Simplified imports with @_exported attribute

Swift has a few lesser-known features that are genuinely useful in large codebases. One of them is @_exported, which lets a module re-export another module’s public API.

The usual import flow

In normal Swift code, each source file imports what it needs:

import Foundation

That is fine for small codebases, but in larger projects you often repeat the same imports across many files and targets.

What @_exported does

With @_exported, a module can expose another module transitively:

@_exported import Foundation

If another module imports yours, it can access Foundation symbols without importing Foundation directly.

Common multi-module use case

Imagine this setup:

// ModuleB.swift
@_exported import ModuleC
// ModuleA.swift
import ModuleB

ModuleA can now use public declarations from ModuleC through ModuleB.

When this helps

  • Shared internal platform modules
  • Wrapper modules that intentionally expose a curated API
  • Reducing repetitive imports in deeply modular projects

What to avoid

  • Do not use @_exported as a default in public SDKs where long-term API stability matters.
  • Do not use it to hide unclear architecture; if module boundaries are fuzzy, re-exporting can make dependencies harder to reason about.
  • Do not assume it removes normal imports inside your own module’s source files; imports are still file-scoped.
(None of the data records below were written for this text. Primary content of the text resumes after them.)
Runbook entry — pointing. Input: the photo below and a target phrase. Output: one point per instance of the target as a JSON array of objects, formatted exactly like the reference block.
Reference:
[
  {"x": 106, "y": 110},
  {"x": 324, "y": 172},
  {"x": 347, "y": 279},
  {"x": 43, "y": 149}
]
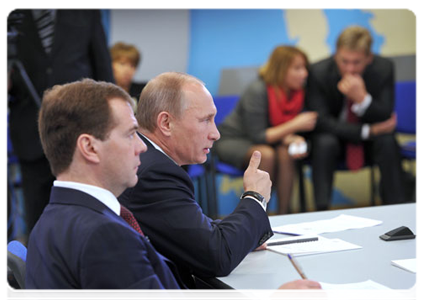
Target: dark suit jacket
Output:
[
  {"x": 80, "y": 249},
  {"x": 324, "y": 97},
  {"x": 164, "y": 205},
  {"x": 79, "y": 51}
]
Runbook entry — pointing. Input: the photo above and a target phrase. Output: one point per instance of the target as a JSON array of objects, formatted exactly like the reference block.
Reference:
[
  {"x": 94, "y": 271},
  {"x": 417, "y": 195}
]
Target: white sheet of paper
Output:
[
  {"x": 339, "y": 223},
  {"x": 411, "y": 265},
  {"x": 360, "y": 290},
  {"x": 323, "y": 245}
]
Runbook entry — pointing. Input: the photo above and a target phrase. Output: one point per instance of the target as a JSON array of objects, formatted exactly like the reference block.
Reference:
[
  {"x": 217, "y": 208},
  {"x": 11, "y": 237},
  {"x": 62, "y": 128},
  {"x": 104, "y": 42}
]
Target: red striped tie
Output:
[
  {"x": 130, "y": 219},
  {"x": 354, "y": 152}
]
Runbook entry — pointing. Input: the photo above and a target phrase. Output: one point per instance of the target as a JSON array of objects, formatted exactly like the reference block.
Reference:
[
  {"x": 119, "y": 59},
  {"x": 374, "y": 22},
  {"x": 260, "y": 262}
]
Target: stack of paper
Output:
[
  {"x": 361, "y": 290},
  {"x": 340, "y": 223}
]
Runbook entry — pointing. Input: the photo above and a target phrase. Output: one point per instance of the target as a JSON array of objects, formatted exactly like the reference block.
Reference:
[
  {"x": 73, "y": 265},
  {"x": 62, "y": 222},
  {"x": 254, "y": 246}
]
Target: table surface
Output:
[{"x": 265, "y": 270}]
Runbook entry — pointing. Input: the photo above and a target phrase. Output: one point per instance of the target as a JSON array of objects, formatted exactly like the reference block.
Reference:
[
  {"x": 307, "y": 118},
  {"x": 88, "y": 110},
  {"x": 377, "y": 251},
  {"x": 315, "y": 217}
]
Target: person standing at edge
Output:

Caveat: underscored attribute

@_exported is not part of Swift’s stable public language surface. It appears in Swift’s Underscored Attributes and is marked as strongly discouraged outside the standard library.

That means:

  • behavior can change in future Swift versions
  • tooling support is less predictable
  • you should treat it as a pragmatic shortcut, not a long-term contract
  • for standard import visibility control, prefer official access-level imports (public import, internal import, etc.) described in SE-0409

Practical rule of thumb

Use @_exported only in modules that are intentionally acting as a dependency facade, and document that decision in the module README so consumers know the behavior is deliberate.

Final thought

@_exported can simplify dependency surfaces in modular Swift projects, but use it with intent and document why you chose it.